Zimmer Men, The trials and tribulations of the ageing cricketer

Marcus Berkmann, Zimmer Men, The trials and tribulations of the ageing cricketer, Little Brown, £16.99.

Cricket is the most inexplicable of games. There is no other sport at which utterly useless and incompetent players persist in turning out week in and week out in the expectation that somehow, just this once, they will bat like Botham or bowl like Lillee. After all no one turns up at the local tennis club every Sunday if they can’t get the ball over the net and any footballer not able occasionally to pass the ball to his team-mate three yards away would soon find themselves permanently on the sidelines.

Cricket, though, is different. It is the Masochist’s game par excellence. As the optimistic batsmen see their wickets shattered and journeyman bowlers are thrashed into the long grass every weekend, their hopes may be dashed but only for a week of thinking about the next game and how it will be different.

Moreover, people are willing to expose their inadequacies to the world. Berkmann has the cricket drug and has it bad. He is on his own omission a terrible cricketer, compounded by the fact that he is such a sad bastard that he knows his all time average, a ‘smidgeon over 5’ thanks to a lot of ‘not outs’. (I know about such sad bastardy: I used to detail my every run for many years and the tattered pieces of paper remain in my filing cabinet in the section headed ‘vital papers’, and I still keep an annual tally on the computer just to see if I am improving or declining.) Actually, its worse than that. Berkmann knows what it is down to rather more decimal points than is meaningful and he notes that he played precisely 285 games for his former club.

Since Rain Men, his highly successful cricket book written a decade ago, Berkmann has left his team, the Captain Scott Invitation XI, as they were getting too serious and created a new outfit named after his book. Berkmann has, as it were, dropped down a division or two, which takes him into the real bowels of the game, the bad village sides. Some of his fellow players dream of hitting a four – just one four – and to others getting into double figures is a lifelong ambition.

There are some better cricketers hidden in there but Berkmann prefers to concentrate on the failures and the nowhere men, rather disguising the fact that although the Rain Men didn’t win a single game in 2003, they don’t do quite as badly as he implies, However well they perform, Berkmann’s role seems to be confined to the odd sturdy 3 not out and even though he is captain and fixtures secretary, he puts himself in at number ten or eleven. Maybe he is just being modest, but then, in terms of cricketing ability, it sounds like he has a lot to be modest about. And one is left with the nagging feeling that Berkmann couldn’t possibly cope with success.

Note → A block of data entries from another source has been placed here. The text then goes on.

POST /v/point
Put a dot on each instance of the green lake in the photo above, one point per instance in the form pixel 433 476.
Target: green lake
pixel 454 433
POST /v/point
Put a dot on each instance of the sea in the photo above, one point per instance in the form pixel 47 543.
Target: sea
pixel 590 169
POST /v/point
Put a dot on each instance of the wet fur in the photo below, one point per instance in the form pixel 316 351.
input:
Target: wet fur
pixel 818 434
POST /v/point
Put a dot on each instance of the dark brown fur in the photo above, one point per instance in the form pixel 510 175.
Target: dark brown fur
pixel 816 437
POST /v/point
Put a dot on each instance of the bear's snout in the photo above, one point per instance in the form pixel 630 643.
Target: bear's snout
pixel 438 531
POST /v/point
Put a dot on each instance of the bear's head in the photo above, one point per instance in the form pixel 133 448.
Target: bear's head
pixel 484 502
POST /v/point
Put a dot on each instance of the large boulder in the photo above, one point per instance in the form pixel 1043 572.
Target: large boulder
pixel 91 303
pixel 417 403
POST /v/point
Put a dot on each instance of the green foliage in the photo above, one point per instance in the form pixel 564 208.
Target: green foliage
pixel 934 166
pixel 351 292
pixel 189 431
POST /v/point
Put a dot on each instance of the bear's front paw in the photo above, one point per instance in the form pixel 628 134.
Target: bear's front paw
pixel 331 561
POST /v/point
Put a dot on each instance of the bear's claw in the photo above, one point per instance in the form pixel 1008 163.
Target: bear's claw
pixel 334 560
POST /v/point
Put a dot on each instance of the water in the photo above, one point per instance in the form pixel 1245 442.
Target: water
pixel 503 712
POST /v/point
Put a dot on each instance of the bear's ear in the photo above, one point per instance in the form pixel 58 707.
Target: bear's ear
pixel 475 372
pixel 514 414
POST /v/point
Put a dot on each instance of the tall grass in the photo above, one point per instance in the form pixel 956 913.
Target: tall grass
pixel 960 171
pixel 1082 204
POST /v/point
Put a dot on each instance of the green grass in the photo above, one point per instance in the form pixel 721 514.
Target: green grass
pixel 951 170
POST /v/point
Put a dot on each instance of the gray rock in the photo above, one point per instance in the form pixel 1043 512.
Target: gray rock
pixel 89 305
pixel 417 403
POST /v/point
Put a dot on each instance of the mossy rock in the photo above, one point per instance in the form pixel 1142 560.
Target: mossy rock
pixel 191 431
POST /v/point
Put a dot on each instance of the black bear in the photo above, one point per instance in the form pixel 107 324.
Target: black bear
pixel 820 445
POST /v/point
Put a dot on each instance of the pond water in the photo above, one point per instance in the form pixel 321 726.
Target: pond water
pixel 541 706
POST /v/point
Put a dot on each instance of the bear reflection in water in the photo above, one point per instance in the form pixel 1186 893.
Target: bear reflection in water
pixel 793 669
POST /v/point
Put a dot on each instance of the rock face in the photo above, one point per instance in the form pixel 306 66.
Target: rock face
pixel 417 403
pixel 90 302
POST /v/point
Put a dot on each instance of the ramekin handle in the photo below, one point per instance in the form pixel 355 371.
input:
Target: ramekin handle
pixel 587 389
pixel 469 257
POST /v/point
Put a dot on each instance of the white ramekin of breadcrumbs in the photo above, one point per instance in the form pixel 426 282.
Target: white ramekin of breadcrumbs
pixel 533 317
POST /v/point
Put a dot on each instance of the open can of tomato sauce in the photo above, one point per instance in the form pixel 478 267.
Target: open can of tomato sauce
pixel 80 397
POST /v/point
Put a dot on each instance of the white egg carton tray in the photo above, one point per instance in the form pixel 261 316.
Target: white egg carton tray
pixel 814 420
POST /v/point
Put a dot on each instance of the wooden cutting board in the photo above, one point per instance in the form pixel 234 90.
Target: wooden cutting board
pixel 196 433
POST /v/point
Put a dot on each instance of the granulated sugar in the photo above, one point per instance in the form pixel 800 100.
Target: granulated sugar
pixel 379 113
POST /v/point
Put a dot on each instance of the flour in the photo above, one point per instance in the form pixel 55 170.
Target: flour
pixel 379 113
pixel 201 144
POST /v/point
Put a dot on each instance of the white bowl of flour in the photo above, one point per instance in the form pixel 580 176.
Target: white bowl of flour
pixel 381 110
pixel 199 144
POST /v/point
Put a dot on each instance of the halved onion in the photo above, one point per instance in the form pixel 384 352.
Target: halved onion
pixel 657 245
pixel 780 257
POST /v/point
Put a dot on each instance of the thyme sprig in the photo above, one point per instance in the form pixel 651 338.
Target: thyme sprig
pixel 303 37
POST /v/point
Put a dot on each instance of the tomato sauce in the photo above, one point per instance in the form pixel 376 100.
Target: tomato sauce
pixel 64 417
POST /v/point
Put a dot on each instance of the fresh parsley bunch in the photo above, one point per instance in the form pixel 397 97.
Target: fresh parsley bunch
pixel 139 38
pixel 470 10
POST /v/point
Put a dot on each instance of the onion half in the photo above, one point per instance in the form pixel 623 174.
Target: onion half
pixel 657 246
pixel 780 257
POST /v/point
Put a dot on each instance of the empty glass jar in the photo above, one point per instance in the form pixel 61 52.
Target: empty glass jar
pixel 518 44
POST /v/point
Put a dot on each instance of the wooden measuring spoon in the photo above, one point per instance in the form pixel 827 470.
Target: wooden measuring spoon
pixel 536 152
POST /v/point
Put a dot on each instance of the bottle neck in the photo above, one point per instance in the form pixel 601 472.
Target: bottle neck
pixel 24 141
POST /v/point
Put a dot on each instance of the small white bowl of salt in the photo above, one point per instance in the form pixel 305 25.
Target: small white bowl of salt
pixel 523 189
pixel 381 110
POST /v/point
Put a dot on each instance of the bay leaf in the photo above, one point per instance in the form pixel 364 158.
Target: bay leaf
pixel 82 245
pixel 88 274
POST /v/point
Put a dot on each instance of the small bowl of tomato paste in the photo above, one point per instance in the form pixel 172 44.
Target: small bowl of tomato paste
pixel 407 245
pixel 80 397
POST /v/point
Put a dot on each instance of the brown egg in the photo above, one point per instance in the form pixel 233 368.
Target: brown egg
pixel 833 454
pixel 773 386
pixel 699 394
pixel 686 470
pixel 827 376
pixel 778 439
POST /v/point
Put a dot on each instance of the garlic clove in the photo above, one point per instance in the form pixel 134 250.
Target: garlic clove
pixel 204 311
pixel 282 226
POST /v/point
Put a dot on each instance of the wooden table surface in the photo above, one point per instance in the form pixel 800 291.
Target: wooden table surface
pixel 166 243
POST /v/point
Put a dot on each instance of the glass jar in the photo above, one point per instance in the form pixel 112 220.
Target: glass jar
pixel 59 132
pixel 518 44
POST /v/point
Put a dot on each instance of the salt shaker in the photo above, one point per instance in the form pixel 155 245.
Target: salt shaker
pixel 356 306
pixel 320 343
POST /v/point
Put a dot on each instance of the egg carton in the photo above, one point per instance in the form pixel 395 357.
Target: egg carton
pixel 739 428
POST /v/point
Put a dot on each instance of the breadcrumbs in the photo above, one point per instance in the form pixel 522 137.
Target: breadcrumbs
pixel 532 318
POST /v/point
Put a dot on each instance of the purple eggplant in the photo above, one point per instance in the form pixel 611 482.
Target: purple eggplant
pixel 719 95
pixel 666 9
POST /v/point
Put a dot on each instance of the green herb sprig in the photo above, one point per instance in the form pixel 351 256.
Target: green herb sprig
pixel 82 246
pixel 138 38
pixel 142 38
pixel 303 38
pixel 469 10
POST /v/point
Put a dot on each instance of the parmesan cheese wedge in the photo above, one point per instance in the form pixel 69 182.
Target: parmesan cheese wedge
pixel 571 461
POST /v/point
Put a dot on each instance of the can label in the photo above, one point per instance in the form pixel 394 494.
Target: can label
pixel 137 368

Fortunately, Berkmann’s skill as a writer is in inverse proportion to his ability at cricket. Even though in many respects this is the same story as the Rain Men, an account of that bottom rung of the cricket ladder that is the heart of the game, he engages the reader continuously with a rat tat tat of pithy tales and amusing asides that ensures the book coasts along in a way that poor Berkmann never does when batting.

He is, though, feeling his age but frankly, as a fellow addict of failure who plays in a side, the Beamers, that sometimes sports six over fifties including two in their sixties, I reckon Berkmann has a cheek trying to claim the excuse of age while not even 45. Get a grip, man, you guys are not even approaching old and you may have another 20 years of failure ahead of you which hopefully will provide rich material for another book. And you may achieve your ambition of getting your life time average to 7, though with 300 previous games, that will require lots of double figure scores. We’ll give you a game and show you what real oldies can do!